Pitchers and catchers report this week, which means optimism is officially back on the menu in Fort Myers. Every organization arrives believing that this will be the year injuries cooperate, prospects take the leap, and depth charts magically sort themselves out. For the Twins, spring training feels especially important, because there are real decisions to be made on the mound. Roles are open, and a few arms could reshape how this staff looks by Opening Day.

Pitching should be one of Minnesota’s clear strengths. The Twins have more usable arms than rotation spots, a good problem to have after years of scrambling for innings. Last summer’s trade deadline played a major role in that shift, as the front office targeted pitching help that could impact both the short- and long-term future. With more than five starters capable of handling big-league innings and a bullpen that is lacking upside options, spring training will be less about finding warm bodies and more about determining the right fit for everyone.

That depth makes the following three pitchers particularly interesting to watch over the next few weeks.

RHP Bailey Ober
Why Watch: Can his velocity return?
Joe Ryan and Pablo López will be away with their national teams for the World Baseball Classic, which quietly places Ober at the top of the Twins rotation this spring. That alone makes him worth paying attention to, but there is more going on here than spring training optics.

The 2025 season was a frustrating one for Ober. A lingering hip injury sapped velocity from a pitcher who already lives on precision rather than raw power. In 2024, his four-seamer averaged 91.7 mph; that dipped to 90.3 mph last season. It was never about dominance disappearing overnight. It was about margins shrinking. The Twins believed the injury would resolve itself over the winter without surgery, and that belief will be tested immediately once Ober starts stacking outings in camp. Traditionally, he’s run higher velocities in February and March than in August and September, so if he doesn’t have any juice in his arm in the spring, he’s unlikely to discover it later.

RHP Marco Raya
Why Watch: How does he transition to the bullpen?
Over the last week, Twins general manager Jeremy Zoll discussed Raya as one of the former starting pitchers in the organization who is transitioning to a bullpen role. It’s a notable pivot for a pitcher who has been one of the Twins’ top prospects since being drafted out of high school in the shortened 2020 MLB Draft.
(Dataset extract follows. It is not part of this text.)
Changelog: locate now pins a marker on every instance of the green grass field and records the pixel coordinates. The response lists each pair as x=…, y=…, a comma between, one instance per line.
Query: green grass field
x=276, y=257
Raya’s 2025 season at Triple A was rough. A 6.02 ERA and 5.48 FIP came alongside a 22.6 K% and a career-worst 12.6 BB%. That last number is the one that really matters now. Moving to the bullpen can unlock velocity and simplify pitch usage, but free passes become even more damaging in shorter stints. As the old Metrodome video board famously reminded everyone, walks will haunt.

LHP Connor Prielipp
Why Watch: Will he be a starter or a reliever for the long term?
Prielipp has been one of the most dominant pitching prospects in the system when healthy, but that qualifier—’when healthy’—has followed him since before he turned pro. Drafted in the second round in 2022, Prielipp made just two starts in A ball before undergoing Tommy John surgery that wiped out his 2023 season. He returned in limited fashion in 2024 before finally getting a chance to build momentum last year.

The results were encouraging. Across Double and Triple A, Prielipp posted a 4.03 ERA with a 3.54 FIP and a 98:31 strikeout-to-walk ratio over 82 ⅔ innings. The organization used him almost exclusively as a starter, while carefully monitoring his workload. His stuff and injury history naturally invite bullpen speculation. Spring training may not provide a definitive answer, but how the Twins deploy him will be telling.

Spring training is rarely about results, but it is always about information. For the Twins, these three pitchers represent different questions that need answering before the games start to count. Is a veteran starter healthy again? Can a former top prospect reinvent himself in a new role? And where does a talented but injury-tested arm fit best going forward? If pitching is going to carry Minnesota in 2026, the clues will start showing up this spring.